As the Presidential Debates unfold, voters are still undecided on whether to continue this nation’s journey with President Barak Obama, or pass the torch to newcomer Mitt Romney. Several undecided voters continue to be uninspired by the candidate’s campaigns and some have given up voting as a consequence. However, what voting newcomers and several veterans fail to realizeis that there is a multi-party ballot outside Democrats and Republicans. The TAMIU Political Science Association (PSA) continued its voter education initiative by inviting the Webb County Green Party, a party that is often overshadowed by the larger parties. They took the opportunity to reach out to TAMIU Students and Laredo citizens on their political platform as well as to introduce candidates that would be on their ballot this November.

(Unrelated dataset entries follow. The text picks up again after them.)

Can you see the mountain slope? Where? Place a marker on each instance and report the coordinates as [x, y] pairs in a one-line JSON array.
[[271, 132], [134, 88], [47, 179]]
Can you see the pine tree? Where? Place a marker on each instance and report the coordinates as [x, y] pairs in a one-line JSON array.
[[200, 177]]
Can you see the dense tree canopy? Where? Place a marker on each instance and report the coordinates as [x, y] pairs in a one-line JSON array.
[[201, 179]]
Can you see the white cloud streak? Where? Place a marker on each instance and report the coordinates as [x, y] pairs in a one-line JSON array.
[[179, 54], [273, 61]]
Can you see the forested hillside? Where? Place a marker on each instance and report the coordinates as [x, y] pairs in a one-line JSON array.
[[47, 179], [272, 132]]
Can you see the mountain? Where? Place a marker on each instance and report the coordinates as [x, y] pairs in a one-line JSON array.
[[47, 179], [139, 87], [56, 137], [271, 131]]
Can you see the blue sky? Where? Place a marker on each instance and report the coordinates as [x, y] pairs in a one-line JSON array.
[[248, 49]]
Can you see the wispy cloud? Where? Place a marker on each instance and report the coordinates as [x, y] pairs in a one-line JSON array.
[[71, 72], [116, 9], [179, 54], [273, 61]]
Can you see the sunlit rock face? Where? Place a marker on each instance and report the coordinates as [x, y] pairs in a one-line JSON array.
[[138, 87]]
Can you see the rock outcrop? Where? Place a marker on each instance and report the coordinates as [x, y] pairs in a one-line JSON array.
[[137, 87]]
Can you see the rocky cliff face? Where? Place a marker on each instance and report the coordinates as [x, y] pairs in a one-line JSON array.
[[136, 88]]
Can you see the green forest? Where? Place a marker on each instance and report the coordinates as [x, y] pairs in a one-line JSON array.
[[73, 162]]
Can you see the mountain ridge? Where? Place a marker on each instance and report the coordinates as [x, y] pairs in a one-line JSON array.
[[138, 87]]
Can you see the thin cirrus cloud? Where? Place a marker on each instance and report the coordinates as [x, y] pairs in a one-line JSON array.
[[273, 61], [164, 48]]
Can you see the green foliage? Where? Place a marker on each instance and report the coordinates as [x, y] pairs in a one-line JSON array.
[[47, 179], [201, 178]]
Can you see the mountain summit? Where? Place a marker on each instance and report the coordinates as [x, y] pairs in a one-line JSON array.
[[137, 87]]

The Green Party provides an alternative for students and citizens who are still trying to find their place in the political world. What is most fascinating of this party is its drive to fight for political equality despite numerous setbacks. For example, before Tuesday’s Presidential Debate, Green Party Presidential Candidate Jill Stein and Vice-Presidential Candidate Cher Honkala were arrested and shackled to a chair for eight hours due to their insistence to participate in the event. While major media sources reported the incident, the injustice went unnoticed by many voters. These are the types of acts that make you wonder why third parties are often excluded or unheard of by citizens. What are large political parties so afraid of: the expansion of new ideas, the division of votes, or the fact that tradition will be shaken if a new party steps in?

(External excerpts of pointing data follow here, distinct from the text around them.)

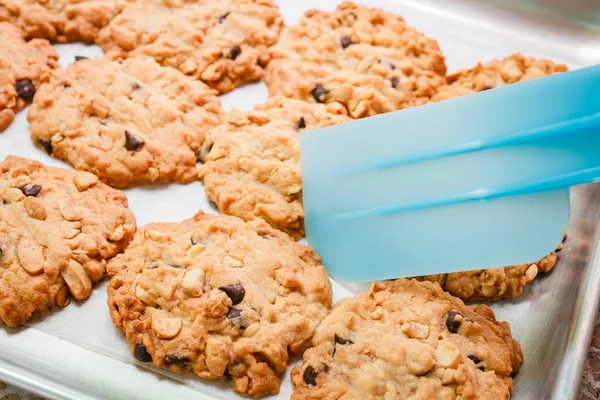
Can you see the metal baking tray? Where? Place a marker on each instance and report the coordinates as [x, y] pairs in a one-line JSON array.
[[77, 354]]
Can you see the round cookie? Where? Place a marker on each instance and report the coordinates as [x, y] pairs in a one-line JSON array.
[[218, 296], [406, 340], [130, 122], [252, 161], [496, 283], [23, 67], [57, 229], [221, 42], [60, 20], [368, 60], [512, 69]]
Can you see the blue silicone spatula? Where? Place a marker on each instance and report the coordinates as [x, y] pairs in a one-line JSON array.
[[475, 182]]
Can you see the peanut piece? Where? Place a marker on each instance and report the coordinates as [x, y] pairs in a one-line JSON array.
[[448, 355], [414, 330], [217, 357], [31, 256], [84, 180], [34, 208], [77, 280], [166, 328]]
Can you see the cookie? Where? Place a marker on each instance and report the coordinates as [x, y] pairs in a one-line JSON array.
[[60, 20], [220, 297], [366, 59], [130, 122], [221, 42], [252, 161], [408, 340], [512, 69], [57, 229], [23, 67], [492, 284]]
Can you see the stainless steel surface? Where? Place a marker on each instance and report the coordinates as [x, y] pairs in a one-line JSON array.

Regardless of your political views, it is important to explore your options when voting. You will be surprised to see that not every party is completely to the left or the right. The Green Party is largely composed of fomer Democrats who stood against centralized government and choose to take a stand for the long ignored environment. The Green Party serves through ten values including: Diversity, Social Justice, Gender Equality, and Ecological Wisdom all which touch on domestic and foreign issues largely discussed by other parties. However, the Green Party largely differs from others in their views of pro-drug legalization, universal living wages, and the subject of poverty.

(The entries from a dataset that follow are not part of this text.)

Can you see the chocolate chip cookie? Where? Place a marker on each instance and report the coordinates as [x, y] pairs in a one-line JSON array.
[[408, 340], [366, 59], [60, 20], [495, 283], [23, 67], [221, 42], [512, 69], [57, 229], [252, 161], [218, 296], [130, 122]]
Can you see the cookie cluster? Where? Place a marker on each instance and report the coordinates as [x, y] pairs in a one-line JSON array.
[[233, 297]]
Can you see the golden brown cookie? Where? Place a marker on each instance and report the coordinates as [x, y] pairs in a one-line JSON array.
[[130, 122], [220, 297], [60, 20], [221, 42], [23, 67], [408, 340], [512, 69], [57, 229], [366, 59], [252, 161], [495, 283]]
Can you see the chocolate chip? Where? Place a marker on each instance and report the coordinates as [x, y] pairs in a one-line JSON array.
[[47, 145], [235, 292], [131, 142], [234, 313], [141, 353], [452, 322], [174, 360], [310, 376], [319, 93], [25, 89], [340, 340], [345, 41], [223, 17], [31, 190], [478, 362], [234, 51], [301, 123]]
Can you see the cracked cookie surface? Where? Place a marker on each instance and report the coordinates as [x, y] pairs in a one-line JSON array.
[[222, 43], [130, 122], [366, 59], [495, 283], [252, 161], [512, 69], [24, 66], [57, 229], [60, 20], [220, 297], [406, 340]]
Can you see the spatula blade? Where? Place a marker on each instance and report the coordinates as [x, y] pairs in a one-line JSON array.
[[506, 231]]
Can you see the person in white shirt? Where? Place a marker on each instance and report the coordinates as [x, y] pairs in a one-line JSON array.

The attractiveness of the Green Party came largely from participants who were mostly Texans and well-known cities. The most interesting character from the Green Party was David B. Collins who described the presentation “a beautiful assemblage of people regardless of political views.” He opened up with a discussion of
George Luger’s theory of family as a metaphor. Through this, you find that the Green Party sees conservatives as having a set group or rules, and those who do not fit their standards are often subject to violence or threats as a means of correction. On the other hand, you find the more nurturing parent who lets you explore your identity and essentially become manipulated and stepped on by the child. Alternatively, The Green Party see themselves as an enlightened village that legalizes hemp to produce paper, fuel, food, and more importantly end the war on drugs. When an audience member commented that their plan seems far-fetched, Collins immediately jumps in to mention drug solutions in Switzerland and Canada and explains the underlying reason for violence is a fight for territory. Interestingly, part of his solution is to provide legitimate business opportunities for drug lords as an alternative.
At this point, the Green Party becomes controversial. The Green Party seems to be under the impression that the drug problem is largely consisting of U.S. Citizens drug lords. Most of us realize Drug Lords are primarily stationed in Mexico; a sovereign nation which the United States does not have the power to interfere with. It will be interesting to see hear how the Green Party would provide jobs to people in Mexico without bringing them to the U.S. or overshadowing the unemployed in our country.
Regardless of their ideas on ending the War on Drugs, the Green Party is one to look out for. Their numbers are largely increasing over the years, and they are present in the ballots this year. Collins recommends spending time on the ballot, instead of voting straight ticket. There are several positions where democratic or republican candidates are absent and other parties have an opportunity to jump into the lead. The Green Party seems to have some great ideas for voters who have found themselves disliking the Democratic and Republican platforms and are looking for change of their place in politics.
Whether you decide to stick to tradition and vote for the Democratic or Republican parties, or decide to be innovative and vote for a third party, the most important thing is to go out to vote during in the upcoming elections this November 6, 2012.